Dört gün boyunca sürecek kafein bayramı, bu “her zaman genç” mekanda tarihi dokuyu kahve kokusu eşliğinde yaşamak, hissetmek, yepyeni tatlar tatmak ve kahveye dair bilmediklerimizi öğrenmek için kaçırılmayacak bir deneyim sunuyor.
Festival İçeriği :
- Dünyanın farklı bölgelerinden gelen kahveleri tatmak, keşfetmek
- Yerli-yabancı profesyonel baristaların hazırladığı kahveleri tatmak, showlarını izlemek
- Butik kahve dükkanlarının lezzetlerini tatmak
- LAB.lere katılıp sektörün duayenlerinden kahve ile ilgili bilgi almak
- Cupping, tasting, kavurma gibi atölye çalışmalarına katılmak
- Sektör uzman ve yönlendiricileri ile bir araya gelmek
- Evde kaliteli kahve yapımını öğrenmek ve gerekli aletleri satın alabilmek
- SCAE Türkiye Kahve Şampiyonası’nı izlemek
- İmza yiyecek ve içeceklerin tadına varmak
- Alışveriş yapmak
- Müziğin keyfini çıkartmak
- Özel sergiyi ziyaret etmek
- İnteraktif ve eğlenceli festival deneyimi yaşamak
- Muhteşem Haydarpaşa Garı’nda kahve keyfini yaşamak.
Mekan:
HAYDARPAŞA GARI
İstanbul’un Anadolu’ya ve Orta Doğu’ya açılan ilk kapısı (garı) olan Haydarpaşa gar binası inşaatına devrin Osmanlı padişahı II. Abdülhamit (1842-1918) döneminde 30 Mayıs 1906 tarihinde tamamlanarak hizmete girmiştir. Binanın bulunduğu sahaya Selimiye Kışlası’nın yapımında büyük emeği geçen padişah III.Selim’in paşalarından Haydar Paşa’nın adı verilmiş ve bundan sonra bu yere yapılan binada bu adla anılagelmiştir.

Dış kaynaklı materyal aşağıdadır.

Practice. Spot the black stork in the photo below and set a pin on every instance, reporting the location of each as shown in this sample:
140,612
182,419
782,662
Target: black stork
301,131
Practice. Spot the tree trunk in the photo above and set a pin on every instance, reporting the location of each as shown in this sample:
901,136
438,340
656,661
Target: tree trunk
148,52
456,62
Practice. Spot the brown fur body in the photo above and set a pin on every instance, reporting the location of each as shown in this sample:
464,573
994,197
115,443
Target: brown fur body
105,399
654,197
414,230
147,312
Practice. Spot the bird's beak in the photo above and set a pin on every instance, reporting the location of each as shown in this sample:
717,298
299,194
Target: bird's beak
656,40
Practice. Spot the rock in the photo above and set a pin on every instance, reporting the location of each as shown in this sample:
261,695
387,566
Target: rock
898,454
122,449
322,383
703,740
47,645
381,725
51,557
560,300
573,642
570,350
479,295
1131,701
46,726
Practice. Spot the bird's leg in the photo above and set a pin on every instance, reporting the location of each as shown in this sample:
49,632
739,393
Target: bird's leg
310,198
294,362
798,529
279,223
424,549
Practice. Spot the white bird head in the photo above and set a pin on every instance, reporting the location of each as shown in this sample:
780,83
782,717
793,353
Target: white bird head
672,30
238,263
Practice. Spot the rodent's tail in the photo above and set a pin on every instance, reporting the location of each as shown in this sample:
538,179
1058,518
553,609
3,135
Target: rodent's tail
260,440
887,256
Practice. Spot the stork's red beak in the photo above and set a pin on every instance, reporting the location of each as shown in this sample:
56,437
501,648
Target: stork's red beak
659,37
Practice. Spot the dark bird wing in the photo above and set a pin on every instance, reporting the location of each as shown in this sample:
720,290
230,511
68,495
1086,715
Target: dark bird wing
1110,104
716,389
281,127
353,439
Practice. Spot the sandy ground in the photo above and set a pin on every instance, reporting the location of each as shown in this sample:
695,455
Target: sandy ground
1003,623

Gar binasının plan ve projesini Otto Ritter ve Helmuth Cuno adlı iki Alman mimar, yapım işlerini Ph. Holzmann inşaat firması gerçekleştirdi. Her biri 21 m uzunluğundaki 1100 ahşap kazık üzerine oturtulan gar binasının mimarisi, Prusya yeni-rönesans üslubunda gerçekleştirildi. İki kolu farklı uzunlukta olan “U” planıyla inşa edilen binanın iç avlusu kuzeye, deniz cephesi ise güneye bakacak şekilde konumlandırıldı. Binanın temelinde Hereke’den getirtilen pembe granit, dış yüzünde ise Lefke’den getirtilen kolay işlenebilir, sert hava koşullarına dayanıklı taşlar kullanıldı. Ahşap çatısı, Alman mimarisinde sık kullanılan dik çatı seklinde tasarlandı. Çatı hizasındaki saat, Alman Demiryollarının simgesi olan kartal kanadı ile süslendi. Daha sonra bu motif, Türk demiryollarının simgesi olarak kabul edildi. Haydarpaşa Garı’nın iç süslemeleri ve vitrayları da, yine bir Alman sanatçı olan Linneman tarafından yapıldı.
Toplumsal hafızamızda Haydarpaşa Garı, İstanbul kentine, bir yandan Türkiye’nin Batısına ulaşma noktası bir yandan da Türkiye’nin Anadolu topraklarındaki başkenti ile Doğu kentlerine gidiş noktası olarak simgesel bir yere sahiptir. Haydarpaşa Garı hizmete açıldığı tarihten kapandığı tarihe kadar İstanbul’dan Anadolu’ya, Anadolu’dan İstanbul’a sayısız yolcu, cepheye taşınan askerler, silahlar, mektuplar, göçlere şahitlik yapmış bir dünya mirası bir bina olarak halen İstanbul’un boynunda nadide bir mücevher gibi durmaktadır. Görkemli bir görünüme ve orijinal bir atmosfere sahip olan Haydarpaşa Garı, filmlerde ve edebiyatta ayrılık ve kavuşma sahnelerinin, umut ve özlemlerin değişmez dekoru olmuştur.